Hakim agung Al-Imam Abu al-Hasan al-Mawardi al-Bashri al-Faqih, asy-Syafi’i me-nyebutkan dalam kitabnya al-Ahkam as-Sulthaniyyah, bahwa seorang pemimpin dinamakan khalifah karena dia menggantikan Rasulullah Shallallahu ‘alaihi wasallam dalam memimpin umatnya. Dia berkata, “Maka boleh dikatakan ‘al-Khalifah‘ secara mutlak, dan boleh dikatakan ‘Khalifah Rasulullah’.

Dia berkata, “Mereka berbeda pendapat tentang bolehnya kami mengucapkan “Kha-lifatullah”, sebagian dari mereka membolehkannya karena dia berfungsi menegakkan hak-hakNya terhadap makhlukNya, dan karena Firman Allah Subhanahu waTa`ala,

هُوَ الَّذِي جَعَلَكُمْ خَلاَئِفَ فِي اْلأَرْضِ

“Dia-lah yang menjadikan kamu khalifah-khalifah di muka bumi.” (Fathir: 39).

Sedangkan jumhur ulama melarangnya, dan menisbatkan orang yang mengatakannya sebagai orang yang berbuat kekejian (pendapat inilah yang benar) Ini merupakan perkataan al-Mawardi.

Saya berkata, Yang pertama dinamakan Amirul Mukminin adalah Umar bin al-Khaththab radiyallahu ‘anhu, tidak ada perbedaan pendapat tentangnya di antara Ahli Ilmu. Sedangkan wahm (dugaan lemah) dari sebagian orang bodoh tentang Musailamah, maka itu merupakan kesa-lahan yang nyata dan kebodohan yang jelek yang bertentangan dengan ijma‘ ulama. Kitab-kitab mereka saling mendukung untuk menukilkan secara sepakat bahwa orang yang pertama kali disebut Amirul Mukminin adalah Umar bin al-Khaththab radiyallahu ‘anhu.
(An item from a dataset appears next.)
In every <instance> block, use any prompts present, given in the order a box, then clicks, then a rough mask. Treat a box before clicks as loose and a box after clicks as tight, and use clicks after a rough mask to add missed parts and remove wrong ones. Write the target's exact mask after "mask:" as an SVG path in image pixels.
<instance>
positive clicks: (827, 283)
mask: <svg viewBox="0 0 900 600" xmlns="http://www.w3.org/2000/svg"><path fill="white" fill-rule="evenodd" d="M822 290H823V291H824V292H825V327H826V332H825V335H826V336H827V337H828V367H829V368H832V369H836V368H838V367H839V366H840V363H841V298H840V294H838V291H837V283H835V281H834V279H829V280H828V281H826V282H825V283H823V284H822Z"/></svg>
Al-Imam al-Hafizh Abu Umar bin Abdul Bar rahimahullah dalam kitabnya al-Isti’ab fi Asma` ash-Shahabah radiyallahu ‘anhum , menyebutkan penjelasan tentang pemberian nama Umar bin al-Khaththab dengan Amirul al-Mukminin pertama, dan penjelasan sebab dinamakannya demikian, dan bahwa-sanya pada masa sebelumnya, Abu Bakar radiyallahu ‘anhu dikatakan Khalifah Rasulillah Shallallahu ‘alaihi wasallam .

Sumber : Ensiklopedia Dzikir Dan Do’a, Imam Nawawi, Pustaka Sahifa Jakarta. Disadur oleh Rifki Solehan El-Hawary.